Ja, Lena Dunham ist ein bisschen die Watschenfrau der Twitteria und Gawker scheint sie zu ihrer persönlichen Feindin erklärt zu haben. Und ja, in einigen Dingen ist sie sehr ichbezogen und blind gegenüber eigenen Privilegien. In der ersten GIRLS-Staffel ist einfach keine einzige Person mit dunkler Hautfarbe vorgekommen. Und die Serie besteht ausschließlich aus First-World-Problems und eigenartigen Gesprächen darüber. Aus dem Buch wissen wir, das Lena Dunham therapiert und gecoacht wird, seit sie klein ist. Dass sie zwei erfolgreiche Künstler als Eltern hat, auf speziellen Kreativschulen war und später das superliberale Oberlin-Arts-College besucht hat. Also zehn Kilometer Startschubser vor allen anderen.

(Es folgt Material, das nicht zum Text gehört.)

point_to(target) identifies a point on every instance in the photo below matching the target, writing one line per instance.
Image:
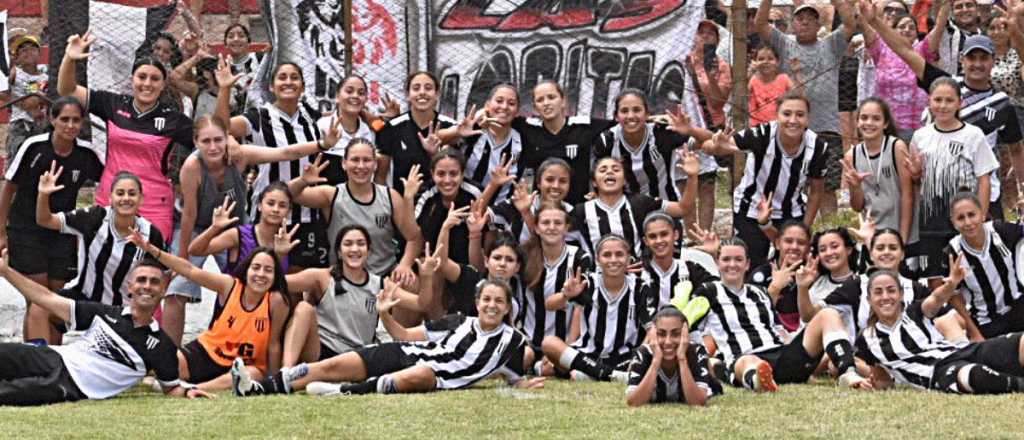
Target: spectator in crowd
(819, 59)
(27, 78)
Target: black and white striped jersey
(741, 322)
(594, 219)
(991, 286)
(650, 166)
(664, 281)
(850, 300)
(769, 169)
(613, 322)
(908, 350)
(670, 388)
(104, 258)
(537, 321)
(483, 154)
(461, 353)
(269, 126)
(572, 143)
(506, 218)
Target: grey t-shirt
(820, 66)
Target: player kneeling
(450, 353)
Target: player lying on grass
(671, 368)
(119, 346)
(902, 344)
(450, 353)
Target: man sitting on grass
(119, 346)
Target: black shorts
(384, 358)
(1000, 354)
(201, 365)
(791, 363)
(35, 376)
(43, 252)
(312, 248)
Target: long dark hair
(279, 286)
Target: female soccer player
(784, 158)
(335, 317)
(876, 171)
(358, 201)
(248, 320)
(615, 318)
(672, 368)
(615, 212)
(926, 360)
(45, 256)
(240, 242)
(140, 130)
(403, 140)
(991, 284)
(446, 354)
(648, 149)
(105, 255)
(287, 121)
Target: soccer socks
(840, 350)
(572, 359)
(982, 380)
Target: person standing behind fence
(141, 130)
(819, 60)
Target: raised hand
(222, 215)
(310, 175)
(412, 183)
(808, 273)
(431, 143)
(283, 243)
(48, 181)
(225, 79)
(78, 46)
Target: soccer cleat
(323, 389)
(850, 379)
(764, 381)
(681, 294)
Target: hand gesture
(455, 217)
(430, 263)
(431, 143)
(808, 273)
(852, 177)
(679, 121)
(391, 107)
(222, 215)
(576, 284)
(48, 181)
(865, 228)
(387, 299)
(500, 176)
(412, 183)
(283, 243)
(764, 209)
(225, 79)
(78, 46)
(310, 175)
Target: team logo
(570, 150)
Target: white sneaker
(323, 389)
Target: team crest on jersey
(955, 147)
(571, 150)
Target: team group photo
(511, 218)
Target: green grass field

Darf frau jetzt Lena Dunham gut finden oder ist sie Verräterin aller unserer feministischen Werte (as suggested on Twitter & Co.)? Meine Antwort: Ja.
Auch wenn ich GIRLS nicht uneingeschränkt klasse finde, bin ich froh um das erfrischende Frauenbild, das hier gezeichnet wird. Und ich finde Lena Dunham als Person gut, freue mich über jedes Bild von irgendeinem roten Teppich, über jeden blondgefärbten Topfhaarschnitt, der vermutlich gerade in ganz Brooklyn nachgestylt wird. Das schönste ist: Lena Dunham macht ihre Sache, so wie sie das will. Der Boss ist bei allem immer sie selbst, auch bei den Sexszenen:

Sich nackt ausziehen fühlt sich an manchen Tagen besser an anderen schlechter. Doch ich tue es, weil mein Boss es von mir verlangt. Und mein Boss bin ich. Wenn man nackt ist, ist es schön, die Kontrolle zu haben.